The buffalo was the source of everything they needed.
Every single part of the animal was used.
The Tonkawa’s also hunted smaller animals like deer.
They were lucky they lived in a area that had rivers with
fish, nuts, berries, and roots.
• Tonkawa’s traded for things they needed.
• They traded with Caddo for pottery.
• They traded for houses too. If they didn’t get the horse
than they would steal the horse.
VI. Weapons and Warfare
• The bow and arrow was the best and most
favored of the Tonkawa.
• The Tonkawa’s believed that their arrow
points were poisoned by putting the liquid
from the mistletoe leaf on them.
• Laces were also used during war and
sometimes for hunting.
• When they were at war they carried bison
hide shields and wore jackets and helmets
made of tough hide for protection.
V Beliefs
• We know that Tonkawa’s had shaman, but we don’t know a lot
about what they did. Death was a very complicated ceremony.
• The hair was cut from the person who died.
• His face was painted yellow, and body wrapped.
• He was also buried with all of his belonging’s.
• Anything that he had with him when he died was destroyed.

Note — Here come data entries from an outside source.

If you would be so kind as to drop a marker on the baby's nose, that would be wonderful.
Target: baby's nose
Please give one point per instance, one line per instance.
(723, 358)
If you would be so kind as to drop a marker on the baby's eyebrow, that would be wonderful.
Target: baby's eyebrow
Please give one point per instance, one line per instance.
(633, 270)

• His band mourned for a longer time. When the mourning period was
over the chief talked to the band and the person’s name was never
used again. They did not want to call the spirit back to this world.
• They had a dance called the wolf dance. It honored their beinnings
with the great wolf.
IV Summary
• The Tonkawa’s had a lot of things in common with the
other Texas Natives like warning tattoos and hunting
buffalo and painting.
• The Tonkawa’s believed that the owed their existence to
a great wolf.
• They also owed tattoos designs which linked them to
their band.
• They lived in a cone shaped huts and traded for things
they could not get on their own.
• This made them very friendly toward the Spanish and
Anglo settlers that came later to Texas.